Раскрасневшаяся от удовольствия Оксана подошла к сталкерам, протянула руку к сидящему ближе всех Игнату.
— Я Оксана, а вы? Сталкеры засмеялись.
— Игнат я, завхоз, — насупился Игнат, будто даже обидевшись.
— Ну так будем знакомы! — воскликнула Оксана, встряхнув заскорузлую ладонь старого сталкера. Вокруг опять засмеялись,
— Здесь наша кухня и столовая. — Он показал на здание рядом с бараком. Из дверей показалась Варвара с подносом, накрытым льняной салфеткой, от которого сильно пахло сдобой.
— Здравствуйте, тётя Варя! — радостно воскликнула девушка. — Мне папа о вас писал и Колобок рассказывал!
— Ох ты кровинушка моя бедная!
Кухарка, поставив поднос на стол, обняла Оксану. Она видела девушку впервые в жизни, но уже успела полюбить её всей душой — за то, что та такая молодая и красивая, по-детски живая, и за то, что она живёт без матери. Сердце кухарки содержало огромные, нерастраченные запасы нежности. Конечно, она заботилась о сталкерах, которых воспринимала как больших, шумных, непослушных детей, но ей нужен был настоящий ребёнок. После того как ушёл Змеёныш, Варвара вся извелась и даже немного похудела. И теперь, когда появилась Оксана, кухарка расцвела, а уж от обращения «тётя» мгновенно растаяла.
— Бедная моя девочка, ты голодная? От Кордона долго ехали, в дороге мужики и не додумаются покормить, — ворковала Варвара, обняв девушку и увлекая её за стол. — У меня и пирожки есть, напекла с утра и вот пироженко припасла, небось любишь сладкое?
Оксана засмеялась.
— Люблю, тётя Варя, я всё вкусное люблю!
— Так я принесу сейчас, — озаботилась Варвара и, пыхтя, устремилась на кухню, вытирая глаза углом фартука. Тут же позабыв и про неё, и про «пироженко», девушка села на лавку между сталкерами, которые немедленно очистили ей место.
Непосредственность и открытость девушки очень быстро завоевали Оксане всеобщую любовь. Слон хоть и был недоволен тем, что дочь осталась ужинать со сталкерами (в его кабинете был накрыт стол получше), однако возражать не стал и уселся на стул, который подошедший Заика поставил во главе стола.

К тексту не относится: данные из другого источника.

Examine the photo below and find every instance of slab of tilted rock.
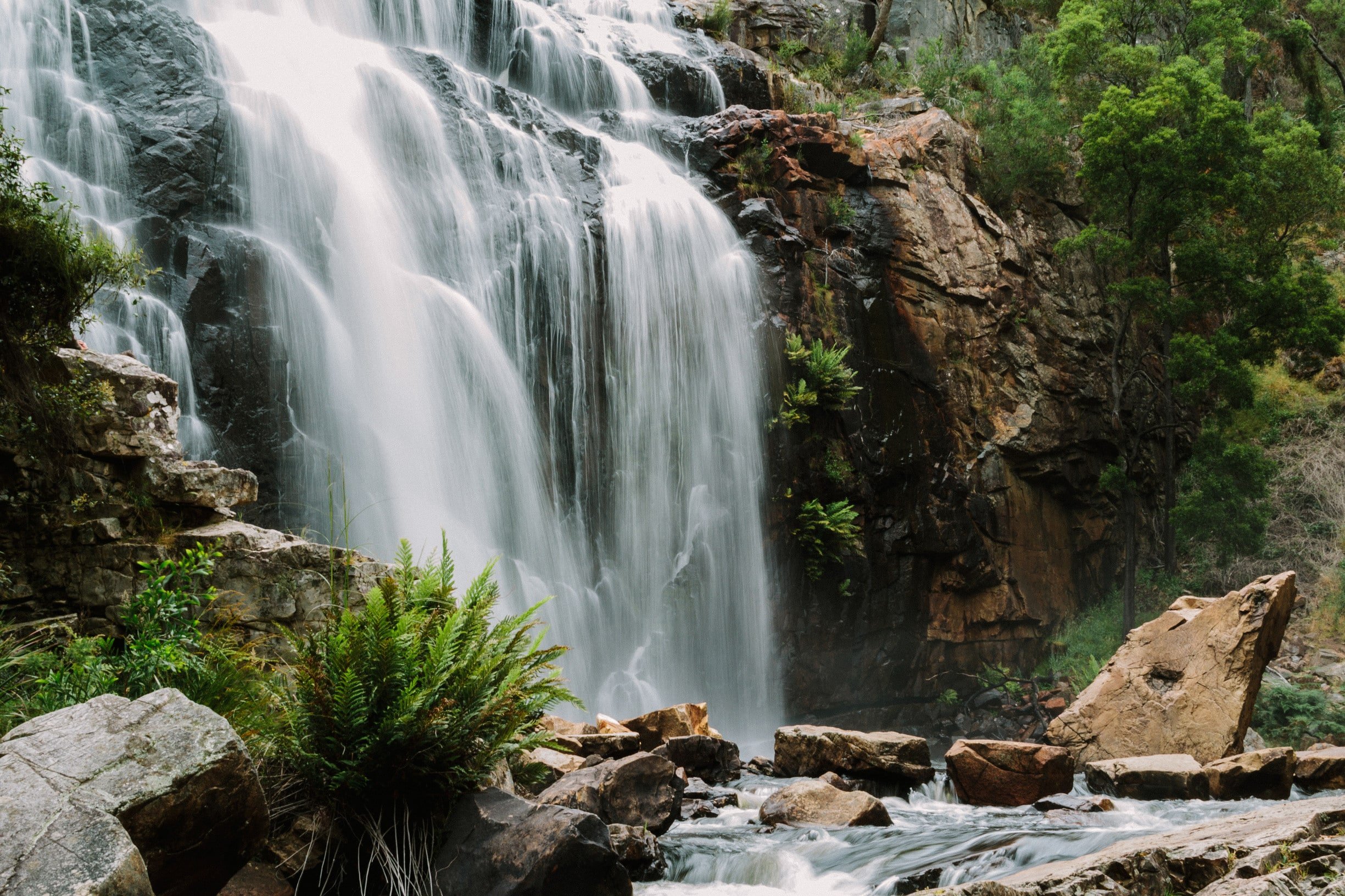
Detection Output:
[434,787,631,896]
[775,725,934,785]
[1205,747,1298,799]
[920,797,1345,896]
[0,687,267,896]
[758,780,892,827]
[944,740,1075,806]
[1084,753,1209,799]
[1046,572,1294,767]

Несколько сталкеров удивлённо покосились на хозяина — он редко снисходил до того, чтобы сесть со всеми, — но взгляды их быстро вернулись к девушке. Позади Оксаны возник Колобок. Вытащив изо рта розовую жвачку, прилепил её к мочке уха, взял со стола пирожок побольше и стал со вкусом есть, неторопливо двигая мясистым подбородком. Заточка шагнул к хозяину.
— Всё сделал, — прошептал он, неотрывно глядя на Оксану. — Ну и дочка у тебя выросла — загляденье!

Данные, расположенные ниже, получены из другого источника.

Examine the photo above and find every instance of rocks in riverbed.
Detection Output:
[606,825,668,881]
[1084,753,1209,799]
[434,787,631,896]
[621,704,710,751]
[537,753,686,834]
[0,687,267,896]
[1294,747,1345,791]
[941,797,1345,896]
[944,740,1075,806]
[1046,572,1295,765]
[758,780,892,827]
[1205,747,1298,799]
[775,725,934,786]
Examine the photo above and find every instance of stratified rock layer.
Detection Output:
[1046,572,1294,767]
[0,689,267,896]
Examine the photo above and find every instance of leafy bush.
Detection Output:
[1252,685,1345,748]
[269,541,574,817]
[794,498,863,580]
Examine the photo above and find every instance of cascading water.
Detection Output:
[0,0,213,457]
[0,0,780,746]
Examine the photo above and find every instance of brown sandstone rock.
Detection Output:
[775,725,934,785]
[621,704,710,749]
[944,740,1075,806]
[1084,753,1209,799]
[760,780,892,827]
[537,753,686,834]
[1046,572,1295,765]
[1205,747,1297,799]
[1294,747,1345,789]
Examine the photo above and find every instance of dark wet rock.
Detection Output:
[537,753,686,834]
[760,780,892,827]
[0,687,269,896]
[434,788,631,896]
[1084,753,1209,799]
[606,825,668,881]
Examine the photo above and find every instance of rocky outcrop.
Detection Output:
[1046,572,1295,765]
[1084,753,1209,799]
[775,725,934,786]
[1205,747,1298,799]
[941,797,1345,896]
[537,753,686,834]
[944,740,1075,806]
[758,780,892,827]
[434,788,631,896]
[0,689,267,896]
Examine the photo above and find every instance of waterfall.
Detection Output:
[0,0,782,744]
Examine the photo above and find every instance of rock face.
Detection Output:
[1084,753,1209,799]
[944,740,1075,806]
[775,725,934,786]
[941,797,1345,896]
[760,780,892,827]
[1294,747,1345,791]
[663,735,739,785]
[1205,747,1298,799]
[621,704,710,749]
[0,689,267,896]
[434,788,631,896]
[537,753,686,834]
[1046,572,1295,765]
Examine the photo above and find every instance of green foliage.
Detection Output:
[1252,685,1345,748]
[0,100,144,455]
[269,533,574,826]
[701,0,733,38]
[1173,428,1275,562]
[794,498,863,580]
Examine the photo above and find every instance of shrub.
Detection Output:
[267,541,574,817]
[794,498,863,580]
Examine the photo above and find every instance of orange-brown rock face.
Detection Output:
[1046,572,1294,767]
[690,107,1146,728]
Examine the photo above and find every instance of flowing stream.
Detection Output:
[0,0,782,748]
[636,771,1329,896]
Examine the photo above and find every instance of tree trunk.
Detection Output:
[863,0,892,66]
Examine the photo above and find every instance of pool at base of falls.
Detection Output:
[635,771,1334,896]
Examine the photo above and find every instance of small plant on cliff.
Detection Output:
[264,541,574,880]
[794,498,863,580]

Слон покосился через плечо на помощника и процедил тихо:
— Губу закатай.
Заточка вздрогнул, как от пощёчины.
— Да ты чего? Я… да и в мыслях не было…
— Ага, рассказывай. Я не вижу, как слюни пускаешь?
— Да я… Просто… Хозяин, я ж для тебя стараюсь, ты знаешь, — вдруг брякнул он и, помрачнев, отвернулся. Чистое восхищение красотой и живостью девушки сменились обидой на Слона. У порученца действительно и мысли не было напрашиваться в зятья хозяину — просто в гниленькую, сумеречную душу Заточки заглянула первая в жизни влюблённость. И Слон оборвал чувство резко, грубо, оставив внутри неприятную пустоту.